Polish noble (1673–1751)

Józef Potocki (/pl/; 1673 – 19 May 1751) was a Polish nobleman (szlachcic), magnate, Great Hetman of the Crown.

==Early life==
Potocki was born in Stanisławów in 1673. He was a son of Andrzej Potocki and Anna Rysińska.

==Career==
Józef was considered as the richest magnate in Poland at that time. He was Voivode of Kijów Voivodship (Kyiv, also Kiev) from 1702 to 1744, Regimentarz generalny of the Crown Army since 1733, Great Crown Hetman since 1735, voivod of Poznań Voivodship since 1743, castellan of Kraków since 1748 and starost of Halicz, Warsaw, Leżajsk, Kołomyja, Czerwonogród, Śniatyn and Bolemów.

In 1703 he suppressed a peasant revolt led by Semen Paliy in Ukraine. He was originally a supporter of King August II of Poland but in 1705 he changed sides and became a supporter of King Stanisław I Leszczyński.

Józef was defeated at the battles of Kalisz 1706 and Koniecpol in 1708 and since 1709 after the Battle of Poltava he lived in exile in Hungary and Turkey. In 1714 he came back to Poland and became together with Teodor Potocki, the leader of the opposition to the "Familia" and the royal court. As part of this opposition, he contributed to the breaking-up of 9 sejms and prevented an increase of the army.

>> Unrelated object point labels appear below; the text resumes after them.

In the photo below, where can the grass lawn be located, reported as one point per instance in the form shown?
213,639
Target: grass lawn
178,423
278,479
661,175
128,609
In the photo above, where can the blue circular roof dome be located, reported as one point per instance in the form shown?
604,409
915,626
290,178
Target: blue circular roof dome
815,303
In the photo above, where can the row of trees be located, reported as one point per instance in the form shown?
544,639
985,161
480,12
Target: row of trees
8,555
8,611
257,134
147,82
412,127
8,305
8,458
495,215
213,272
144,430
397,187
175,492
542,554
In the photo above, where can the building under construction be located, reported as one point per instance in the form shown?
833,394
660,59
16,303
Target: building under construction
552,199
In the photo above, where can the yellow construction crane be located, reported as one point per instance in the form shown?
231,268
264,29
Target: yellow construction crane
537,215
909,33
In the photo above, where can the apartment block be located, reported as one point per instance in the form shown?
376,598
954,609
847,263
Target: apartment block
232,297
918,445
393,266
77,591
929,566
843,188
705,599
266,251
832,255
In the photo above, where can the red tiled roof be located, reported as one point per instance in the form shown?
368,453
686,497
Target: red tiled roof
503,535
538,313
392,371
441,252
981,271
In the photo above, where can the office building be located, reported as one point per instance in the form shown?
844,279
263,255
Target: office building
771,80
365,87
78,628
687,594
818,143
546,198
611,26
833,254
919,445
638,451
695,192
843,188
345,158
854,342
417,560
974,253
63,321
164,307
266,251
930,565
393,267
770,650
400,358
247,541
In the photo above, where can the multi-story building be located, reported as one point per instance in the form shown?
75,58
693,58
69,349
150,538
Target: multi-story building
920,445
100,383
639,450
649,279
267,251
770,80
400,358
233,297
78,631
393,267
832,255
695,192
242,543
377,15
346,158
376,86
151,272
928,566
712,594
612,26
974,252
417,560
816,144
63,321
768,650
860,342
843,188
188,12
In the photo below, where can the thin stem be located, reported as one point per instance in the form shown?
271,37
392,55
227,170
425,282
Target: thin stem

In 1733 during the War of the Polish Succession he again supported Stanisław I Leszczyński. He became a regimentarz of the Confederation of Dzików and guided the Polish confederate army against Russian and Saxon forces in several battles. On 28 February 1735 he recognized August III as King of Poland, becoming the Grand Hetman of the Crown, but conspired against him and the royal court with Turkey, Sweden and Prussia.

In 1719 he was granted the Order of the White Eagle, the highest decoration in Poland, and in 1742 became a chevalier of the Russian Orders of St. Andrew and St. Alexander Nevsky.

==Personal life==
Potocki was twice married, first to Wiktoria Leszczyńska. Together, they were the parents of: Zofia Potocka and Stanisław Potocki. After her death, he married Ludwika Mniszek.

Potocki died in Założce on 19 May 1751.